Ukraine: Was kommt nach Krieg und Sieg?

Themen des Tages: Gebietsgewinne der Ukraine und Zweckoptimismus des Westens. Die ungleiche Bewertung der Kritik an Russland-Sanktionen. Und Klagen nach Corona-Impfungen.

Liebe Leserinnen und Leser,

man mag dieser Tage nicht in der Haut russischer Propagandisten stecken: Sie dürfen Krieg nicht Krieg nennen und fluchtartigen Rückzug nicht fluchtartigen Rückzug. Die Linke will sich angesichts der Sanktionsfolgen an die Spitze möglicher Sozialproteste stellen, reden darüber darf nicht jeder bei ihnen. Und vor deutschen Gerichten wird die medizinische Ethik der Corona-Impfkampagne geklärt.

Doch der Reihe nach.

Erfolge und Perspektiven der ukrainischen Offensive

Ist das der Wendepunkt im Ukraine-Krieg? Nach mehreren Tagen, fast Wochen des Schweigens hat die ukrainische Armee die russischen Truppen offenbar in einem erheblichen Maße zurückdrängen können. Das strategisch wichtige Charkiw ist wieder in ukrainischer Hand, ebenso weitere Orte des Landes, die von den russischen Invasoren besetzt worden waren.

Wie nachhaltig diese Erfolge sind, wird sich zeigen. Schon jetzt aber werden sie in der Berichterstattung westlicher Medien von einem gewissen Zweckoptimismus begleitet. Der Ex-Maoist Ralf "Panzer-Artillerie-und-Luftabwehr-für-die-Ukraine" Fücks, der seinen Kampf gegen den Kapitalismus aufgegeben hat und inzwischen eine von der Bundesregierung mit mindestens eine halben Million Euro finanzierte Lobbyorganisation leitet, bekam angesichts der Propagandavideos aus der Ukraine schon mal Gänsehaut, wie er auf Twitter verkündete. Dort polemisierte er gegen Waffenstillstandsaufrufe "von Precht, Gysi, Welzer, Schwarzer, Vad & Co".

Für Telepolis analysiert Bernhard Gulka heute das Kriegsgeschehen. Kurzfassung: Mit dem tiefen Vorstoß habe die Ukraine nicht nur einen symbolischen, sondern auch einen strategischen Erfolg zu verzeichnen: "Denn mit diesem Vormarsch waren 10.000 rund um Isjum eingesetzte russische Soldaten von einer Einkreisung bedroht, die dort eigentlich bei der Eroberung des noch von den Ukrainern gehaltenen Teils des Donbass rund um Slawjansk helfen sollten." Sie flohen Hals über Kopf.

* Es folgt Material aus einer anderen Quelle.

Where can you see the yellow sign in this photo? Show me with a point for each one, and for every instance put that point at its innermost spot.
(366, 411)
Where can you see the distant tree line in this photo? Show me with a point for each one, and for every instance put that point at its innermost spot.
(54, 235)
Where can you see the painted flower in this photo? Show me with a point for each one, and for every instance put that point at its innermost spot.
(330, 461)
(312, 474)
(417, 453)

Die Ukraine habe "Geschichte geschrieben", schrieb ein großes deutsches Nachrichtenmagazin, um, wie auch der Ex-K-Gruppen-Genosse Fücks in Konsequenz ihrer militärischen Erfolge deutsche Kampfpanzer für Kiew zu fordern.

Was bei aller Freude und begleitenden Häme über Warner ausgeblendet wird, ist die Frage der politischen und militärischen Perspektive. Der Grund für die Eskalation schließlich war, kurzgefasst, das Versagen, einen sicherheitspolitischen Interessenausgleich zwischen der Nato und Russland zu finden.

In jedem Fall: Selbst, wenn die Ukraine auf voller Strecke siegen sollte, und um das zu glauben, muss man sehr zweckoptimistisch sein, werden die unmittelbaren und erweiterten Konfliktparteien über eine gemeinsame Zukunft verhandeln müssen. Sie stehen dann am selben Punkt wie in den Tagen vor und während der Münchener Sicherheitskonferenz im Februar. Nur eben knapp 6.000 tote Zivilisten, Zehntausende tote Soldaten und dutzend zerstörte Städte später. Und das ist die eigentliche, unabwendbare Tragödie dieses Krieges.